Women carry a flag in southern Sudan Jose Miguel Calatayud/IRIN
Women carry a flag in southern Sudan
La réapparition d’une opposition armée interne au Sud-Soudan reflète une double réalité: la naissance de cette nouvelle nation indépendante, prévue pour le 9 juillet, sera marquée non seulement par les célébrations d’une libération issue d’une longue bataille, mais aussi par des inquiétudes quant à la capacité du gouvernement de maintenir la paix et la stabilité sur une vaste région peuplée de nombreuses ethnies différentes.

Les allégations d’unité chez les rebelles alimentent cette anxiété. Le plus célèbre des opposants actuels à l’Armée populaire de libération du Soudan (SPLA), George Athor, ancien général de la SPLA, qu’il avait quittée après avoir déclaré que les élections d’avril 2010 pour le poste de gouverneur étaient entachées de fraude, a annoncé récemment que cinq forces d’opposition actives dans plusieurs Etats avaient formé un front commun contre le Mouvement populaire de libération du Soudan (SPLM) qui est à présent au pouvoir.

« Notre objectif est la mise en place de la démocratie dans le nouveau pays du Sud-Soudan, » a dit M. Athor joint par téléphone satellite de l’abri secret où il se cache au Jonglei.

« Nous devons garantir l’égalité pour tous les Soudanais, quelle que soit leur tribu, » a dit M. Athor, arguant que l’égalité n’existe pas chez les Sudistes sous l’autorité du SPLM, qui est dominé par les Dinka, le groupe ethnique le plus répandu dans la région.

Le porte-parole de la SPLA, le colonel Philip Aguer, a réfuté les assertions d’unité de M. Athor, en insistant sur le fait que la seule chose que les diverses forces d’opposition dispersées dans le sud avaient en commun était le soutien de Khartoum. Mis à part quelques documents d’une authenticité douteuse, aucune preuve solide n’a émergé pour soutenir ces allégations ; celles-ci ont été proférées régulièrement quand les rébellions se sont intensifiées après les élections de l’an dernier et à nouveau après l’accalmie qui a entouré le référendum de janvier sur la sécession.

Au cours des dernières semaines, des centaines de personnes ont été tuées dans les affrontements, qui rappellent les conflits internes qui ont fait rage durant les décennies de la rébellion armée du sud contre le nord. Cette guerre civile généralisée a pris fin avec la signature en 2005 d’un Accord de paix global (CPA).

« Des rapports récents indiquent que 10 incidents violents liés aux milices ont eu lieu en mars, » a dit Giovanni Bosco, responsable du Bureau de la Coordination des Affaires Humanitaires des Nations Unies (OCHA) à Juba, la capitale du Sud.

Il a ajouté que près de 16 000 personnes avait nouvellement été déplacées dans les Etats de Jonglei, du Nil supérieur et d’Unité, suite à ces incidents.

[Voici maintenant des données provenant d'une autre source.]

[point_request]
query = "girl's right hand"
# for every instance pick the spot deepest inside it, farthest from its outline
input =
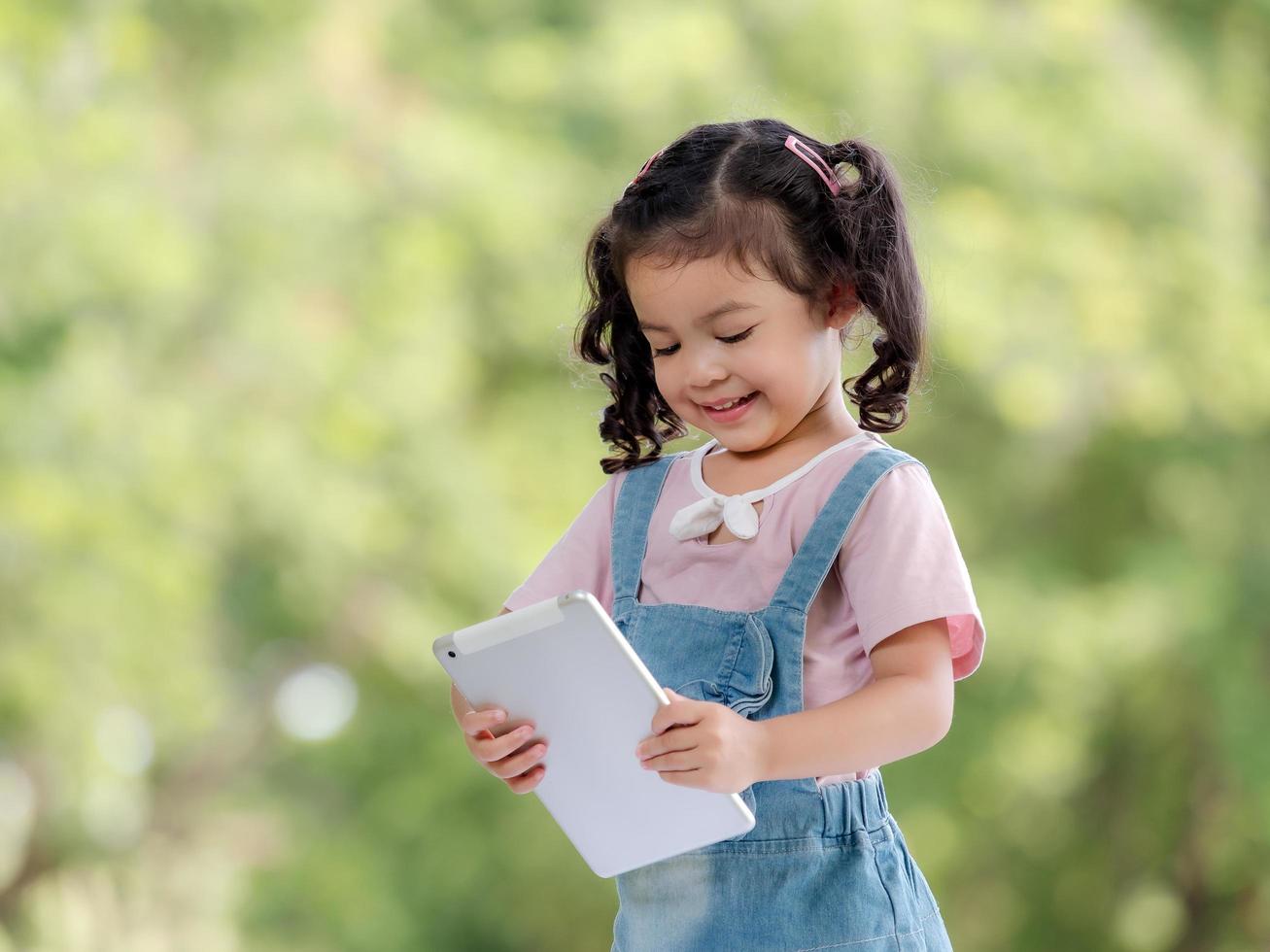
(505, 757)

« L’augmentation récente de l’intensité et de l’ampleur de la violence dans certaines parties du sud est inquiétante. Encore plus inquiétant est l’impact des combats sur les civils, en particulier sur un grand nombre de rapatriés [venant du nord] qui se trouvent dans certaines des zones affectées, » a dit M. Bosco, faisant remarquer que les combats – et la relocalisation qu’ils ont provoquée de cinq ONG dans l’Etat de Jonglei – limitaient la réponse humanitaire et risquaient de perturber le début de l’année scolaire.

« De plus, nous nous alarmons d’entendre certains rapports faisant état de nouvelles mines anti-personnel, qui représentent une menace pour la sécurité des civils et mettent en danger la saison agricole, » a t-il dit.

Les Nations Unies ont également tiré la sonnette d’alarme : Plus de 10 000 civils déplacés par les affrontements entre la SPLA et le groupe de M. Athor dans l’Etat de Jonglei sont « dans une situation terrible et souffrent de sévères pénuries de nourriture, d’eau et de médicaments... Un certain nombre de personnes âgées sont mortes, » alors qu’elles fuyaient pour gagner les refuges mis en place par les autorités locales.

« Ce n’est pas ce que nous espérions, » a dit Philip Aguer (aucun lien avec le porte-parole de la SPLA), un ancien enfant-soldat dont le père est mort durant la guerre civile. « Nous sommes déçus de ce qui nous arrive actuellement, » a t-il dit, faisant allusion au fait que l’armée serait coupable de « maltraiter des innocents » au cours de ses opérations anti-insurrectionnelles.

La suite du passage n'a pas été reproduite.